La proposta culturale si struttura su un doppio binario, quello interpretativo e teoretico insieme a quello esperienziale. E’ cambiato il modo di gestire il consenso politico attraverso la Rete e in maniera particolare le campagne elettorali. Meno autogestione e più professionalità della politica in Rete, afferma Giansante, perché la comunicazione politica online non sostituisce la pratica politica ma la integra. Non la sostituisce, ma la integra e la dilata.
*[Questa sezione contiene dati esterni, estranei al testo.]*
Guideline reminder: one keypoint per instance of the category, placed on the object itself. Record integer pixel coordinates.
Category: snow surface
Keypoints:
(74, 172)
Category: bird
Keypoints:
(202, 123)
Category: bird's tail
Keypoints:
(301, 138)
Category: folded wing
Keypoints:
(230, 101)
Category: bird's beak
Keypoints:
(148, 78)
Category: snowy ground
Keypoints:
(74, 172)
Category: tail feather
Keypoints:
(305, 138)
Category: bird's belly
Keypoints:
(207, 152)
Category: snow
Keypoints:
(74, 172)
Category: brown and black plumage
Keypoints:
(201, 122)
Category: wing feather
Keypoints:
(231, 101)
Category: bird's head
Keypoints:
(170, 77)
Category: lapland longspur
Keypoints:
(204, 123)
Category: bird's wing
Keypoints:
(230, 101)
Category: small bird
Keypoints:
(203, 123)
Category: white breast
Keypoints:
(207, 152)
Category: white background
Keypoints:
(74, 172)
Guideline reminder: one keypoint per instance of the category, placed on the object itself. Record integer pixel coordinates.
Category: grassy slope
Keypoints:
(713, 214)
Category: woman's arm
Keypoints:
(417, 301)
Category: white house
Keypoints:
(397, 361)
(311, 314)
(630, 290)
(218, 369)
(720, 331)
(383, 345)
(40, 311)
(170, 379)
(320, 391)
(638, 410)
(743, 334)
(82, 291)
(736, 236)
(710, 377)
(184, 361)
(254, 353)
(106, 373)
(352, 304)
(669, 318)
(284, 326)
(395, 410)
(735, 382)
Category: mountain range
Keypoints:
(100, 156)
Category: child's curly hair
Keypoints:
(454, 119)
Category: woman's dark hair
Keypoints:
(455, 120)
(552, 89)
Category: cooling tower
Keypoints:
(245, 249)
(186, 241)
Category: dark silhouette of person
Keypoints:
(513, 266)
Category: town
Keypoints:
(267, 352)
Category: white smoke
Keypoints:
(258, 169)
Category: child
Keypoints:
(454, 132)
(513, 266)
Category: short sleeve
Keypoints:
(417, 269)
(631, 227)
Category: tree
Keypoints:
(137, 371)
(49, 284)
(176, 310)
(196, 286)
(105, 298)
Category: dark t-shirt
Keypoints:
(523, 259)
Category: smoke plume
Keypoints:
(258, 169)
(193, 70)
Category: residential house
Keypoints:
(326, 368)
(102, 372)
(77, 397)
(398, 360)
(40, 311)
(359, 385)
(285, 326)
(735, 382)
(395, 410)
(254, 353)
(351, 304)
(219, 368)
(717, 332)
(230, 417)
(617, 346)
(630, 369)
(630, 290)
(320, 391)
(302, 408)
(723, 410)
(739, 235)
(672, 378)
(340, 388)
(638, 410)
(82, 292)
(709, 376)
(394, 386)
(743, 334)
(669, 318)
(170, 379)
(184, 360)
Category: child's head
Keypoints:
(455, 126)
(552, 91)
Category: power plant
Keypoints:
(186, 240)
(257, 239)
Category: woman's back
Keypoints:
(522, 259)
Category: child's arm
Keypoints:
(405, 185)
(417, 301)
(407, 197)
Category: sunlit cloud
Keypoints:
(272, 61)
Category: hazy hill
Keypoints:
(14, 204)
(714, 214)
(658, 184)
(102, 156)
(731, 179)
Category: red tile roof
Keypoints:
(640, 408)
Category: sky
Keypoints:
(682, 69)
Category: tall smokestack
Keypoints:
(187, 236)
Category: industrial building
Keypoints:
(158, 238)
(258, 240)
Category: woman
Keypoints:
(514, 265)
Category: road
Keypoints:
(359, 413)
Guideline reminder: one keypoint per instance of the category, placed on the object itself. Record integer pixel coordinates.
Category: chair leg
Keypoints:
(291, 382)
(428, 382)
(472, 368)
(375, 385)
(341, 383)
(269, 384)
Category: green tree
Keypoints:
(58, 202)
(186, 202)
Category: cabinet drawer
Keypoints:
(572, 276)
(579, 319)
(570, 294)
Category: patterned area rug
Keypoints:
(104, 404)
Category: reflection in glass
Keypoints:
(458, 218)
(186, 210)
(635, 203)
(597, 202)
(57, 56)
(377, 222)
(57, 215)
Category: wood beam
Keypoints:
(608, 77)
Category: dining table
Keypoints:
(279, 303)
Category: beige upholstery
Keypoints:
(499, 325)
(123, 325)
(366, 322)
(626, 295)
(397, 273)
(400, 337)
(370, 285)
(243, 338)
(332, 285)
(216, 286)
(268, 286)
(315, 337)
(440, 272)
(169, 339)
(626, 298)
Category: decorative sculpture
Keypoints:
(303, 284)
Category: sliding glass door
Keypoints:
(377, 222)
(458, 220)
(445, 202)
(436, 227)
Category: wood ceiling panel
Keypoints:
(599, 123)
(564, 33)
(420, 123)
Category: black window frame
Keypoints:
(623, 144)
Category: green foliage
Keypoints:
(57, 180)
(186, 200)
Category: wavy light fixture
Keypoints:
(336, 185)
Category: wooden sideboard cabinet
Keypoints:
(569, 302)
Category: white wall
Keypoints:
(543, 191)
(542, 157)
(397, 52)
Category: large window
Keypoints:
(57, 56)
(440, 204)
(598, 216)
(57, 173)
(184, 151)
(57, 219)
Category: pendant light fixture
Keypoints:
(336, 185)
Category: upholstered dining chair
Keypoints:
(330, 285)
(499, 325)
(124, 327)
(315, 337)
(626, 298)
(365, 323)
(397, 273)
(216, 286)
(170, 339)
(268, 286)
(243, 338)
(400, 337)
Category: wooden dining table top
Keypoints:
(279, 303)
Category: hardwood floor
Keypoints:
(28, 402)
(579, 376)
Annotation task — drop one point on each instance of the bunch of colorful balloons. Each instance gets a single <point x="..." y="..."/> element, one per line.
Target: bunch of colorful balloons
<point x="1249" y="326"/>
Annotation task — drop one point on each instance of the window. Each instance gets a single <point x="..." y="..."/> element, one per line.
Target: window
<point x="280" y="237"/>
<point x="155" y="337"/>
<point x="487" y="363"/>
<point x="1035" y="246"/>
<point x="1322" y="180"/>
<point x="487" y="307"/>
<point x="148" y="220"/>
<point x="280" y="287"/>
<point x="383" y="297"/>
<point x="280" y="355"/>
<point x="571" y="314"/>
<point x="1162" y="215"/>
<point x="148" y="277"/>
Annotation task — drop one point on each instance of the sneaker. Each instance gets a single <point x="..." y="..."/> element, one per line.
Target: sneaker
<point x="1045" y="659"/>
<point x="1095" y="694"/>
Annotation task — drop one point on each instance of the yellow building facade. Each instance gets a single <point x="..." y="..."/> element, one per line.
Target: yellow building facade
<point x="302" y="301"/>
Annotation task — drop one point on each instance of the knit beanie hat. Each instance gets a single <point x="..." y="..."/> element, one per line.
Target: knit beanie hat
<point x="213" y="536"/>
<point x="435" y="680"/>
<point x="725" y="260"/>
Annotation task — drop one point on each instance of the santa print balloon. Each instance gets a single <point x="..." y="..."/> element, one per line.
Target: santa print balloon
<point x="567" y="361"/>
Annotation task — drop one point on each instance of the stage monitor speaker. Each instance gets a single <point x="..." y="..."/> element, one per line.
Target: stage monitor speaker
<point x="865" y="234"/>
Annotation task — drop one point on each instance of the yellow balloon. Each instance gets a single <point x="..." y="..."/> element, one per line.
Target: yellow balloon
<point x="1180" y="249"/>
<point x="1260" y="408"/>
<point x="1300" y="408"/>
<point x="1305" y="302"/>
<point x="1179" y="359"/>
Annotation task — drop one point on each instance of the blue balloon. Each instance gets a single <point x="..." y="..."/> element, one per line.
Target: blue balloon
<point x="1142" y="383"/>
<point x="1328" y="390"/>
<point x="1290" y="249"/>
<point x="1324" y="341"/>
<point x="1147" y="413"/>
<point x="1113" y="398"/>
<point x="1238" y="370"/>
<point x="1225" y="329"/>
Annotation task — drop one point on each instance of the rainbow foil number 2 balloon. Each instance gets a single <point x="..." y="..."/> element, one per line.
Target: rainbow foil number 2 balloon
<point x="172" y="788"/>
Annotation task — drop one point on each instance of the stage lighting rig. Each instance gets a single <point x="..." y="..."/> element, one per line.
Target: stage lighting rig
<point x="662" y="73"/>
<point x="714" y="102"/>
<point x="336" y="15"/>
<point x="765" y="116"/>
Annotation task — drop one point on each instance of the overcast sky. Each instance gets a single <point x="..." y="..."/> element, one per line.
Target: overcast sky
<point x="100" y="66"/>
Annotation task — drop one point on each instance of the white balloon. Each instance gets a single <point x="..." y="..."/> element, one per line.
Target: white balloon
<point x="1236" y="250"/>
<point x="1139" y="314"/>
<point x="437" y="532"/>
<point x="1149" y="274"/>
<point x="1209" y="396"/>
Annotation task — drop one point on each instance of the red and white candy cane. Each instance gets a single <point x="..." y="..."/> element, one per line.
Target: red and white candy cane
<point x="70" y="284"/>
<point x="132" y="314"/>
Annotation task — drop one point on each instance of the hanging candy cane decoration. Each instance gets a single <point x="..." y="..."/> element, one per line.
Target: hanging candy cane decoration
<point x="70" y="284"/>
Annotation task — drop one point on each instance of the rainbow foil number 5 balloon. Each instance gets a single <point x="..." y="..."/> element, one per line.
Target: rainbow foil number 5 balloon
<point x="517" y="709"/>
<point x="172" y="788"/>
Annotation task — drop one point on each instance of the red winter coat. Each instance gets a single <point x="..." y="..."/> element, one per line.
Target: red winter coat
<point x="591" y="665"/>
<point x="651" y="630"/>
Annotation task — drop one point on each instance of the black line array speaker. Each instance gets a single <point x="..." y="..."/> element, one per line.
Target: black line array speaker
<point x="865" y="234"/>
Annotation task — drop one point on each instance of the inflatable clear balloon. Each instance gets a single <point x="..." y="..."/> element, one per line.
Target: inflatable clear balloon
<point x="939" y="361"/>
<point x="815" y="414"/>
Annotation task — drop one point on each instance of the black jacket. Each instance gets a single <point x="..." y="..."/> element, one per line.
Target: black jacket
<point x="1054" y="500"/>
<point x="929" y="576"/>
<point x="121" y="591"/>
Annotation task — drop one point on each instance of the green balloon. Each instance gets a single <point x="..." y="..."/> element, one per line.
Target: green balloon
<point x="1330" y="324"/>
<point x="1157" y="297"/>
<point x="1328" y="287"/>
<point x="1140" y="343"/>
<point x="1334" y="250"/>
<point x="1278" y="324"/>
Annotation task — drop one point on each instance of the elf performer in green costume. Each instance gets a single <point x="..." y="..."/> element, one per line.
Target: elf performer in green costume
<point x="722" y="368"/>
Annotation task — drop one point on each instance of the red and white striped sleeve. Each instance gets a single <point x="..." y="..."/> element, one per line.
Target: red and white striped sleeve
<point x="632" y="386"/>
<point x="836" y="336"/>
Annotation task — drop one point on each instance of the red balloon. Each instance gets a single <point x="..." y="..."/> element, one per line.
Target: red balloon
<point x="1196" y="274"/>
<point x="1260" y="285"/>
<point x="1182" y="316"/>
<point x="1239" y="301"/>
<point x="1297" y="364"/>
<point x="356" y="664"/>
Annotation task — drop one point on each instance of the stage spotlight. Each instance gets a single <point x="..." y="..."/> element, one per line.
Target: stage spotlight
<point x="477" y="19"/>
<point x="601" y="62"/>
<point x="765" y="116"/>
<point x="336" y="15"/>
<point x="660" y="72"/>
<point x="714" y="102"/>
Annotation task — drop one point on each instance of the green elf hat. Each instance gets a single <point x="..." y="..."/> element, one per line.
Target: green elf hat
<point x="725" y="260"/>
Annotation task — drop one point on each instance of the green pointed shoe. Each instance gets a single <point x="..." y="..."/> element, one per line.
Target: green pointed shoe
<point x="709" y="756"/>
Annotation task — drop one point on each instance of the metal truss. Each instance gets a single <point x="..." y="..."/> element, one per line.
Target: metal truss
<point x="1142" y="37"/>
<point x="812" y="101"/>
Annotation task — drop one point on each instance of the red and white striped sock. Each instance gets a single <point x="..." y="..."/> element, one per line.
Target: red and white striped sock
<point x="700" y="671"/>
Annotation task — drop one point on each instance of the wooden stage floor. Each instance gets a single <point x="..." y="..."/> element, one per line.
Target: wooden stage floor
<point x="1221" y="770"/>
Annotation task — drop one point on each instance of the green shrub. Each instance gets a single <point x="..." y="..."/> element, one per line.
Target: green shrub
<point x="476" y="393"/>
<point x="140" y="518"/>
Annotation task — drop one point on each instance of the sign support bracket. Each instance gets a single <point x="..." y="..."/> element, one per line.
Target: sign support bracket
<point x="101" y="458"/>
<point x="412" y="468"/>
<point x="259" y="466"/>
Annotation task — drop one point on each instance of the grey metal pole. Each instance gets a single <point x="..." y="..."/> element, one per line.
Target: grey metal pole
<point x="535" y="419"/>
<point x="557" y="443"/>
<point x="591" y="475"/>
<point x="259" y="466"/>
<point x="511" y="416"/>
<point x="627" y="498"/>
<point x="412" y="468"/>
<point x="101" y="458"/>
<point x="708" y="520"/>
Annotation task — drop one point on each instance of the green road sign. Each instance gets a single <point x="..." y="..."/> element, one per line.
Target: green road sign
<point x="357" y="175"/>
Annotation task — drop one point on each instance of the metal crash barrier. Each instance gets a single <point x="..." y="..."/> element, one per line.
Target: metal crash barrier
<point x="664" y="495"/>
La maggioranza dei politici italiani il più delle volte di «stare» in Rete si limitano a «utilizzare» la Rete per farsi conoscere e per esporre le loro proposte nella vetrina moderna che sostituisce i vecchi comunicati stampa. Al 72,5% dei politici che non risponde ai suoi interlocutori in Rete l’A. chiede di «riconvertire le antiche pratiche» della politica enucleando alcune regole: ascoltare e saper rispondere senza entrare in polemica (ai post, ai twitt, alle email), fornire contenuti credibili, saper gestire la propria reputazione, accogliendo i commenti negativi come un’opportunità per entrare in relazione con i cittadini a partire dai loro dubbi.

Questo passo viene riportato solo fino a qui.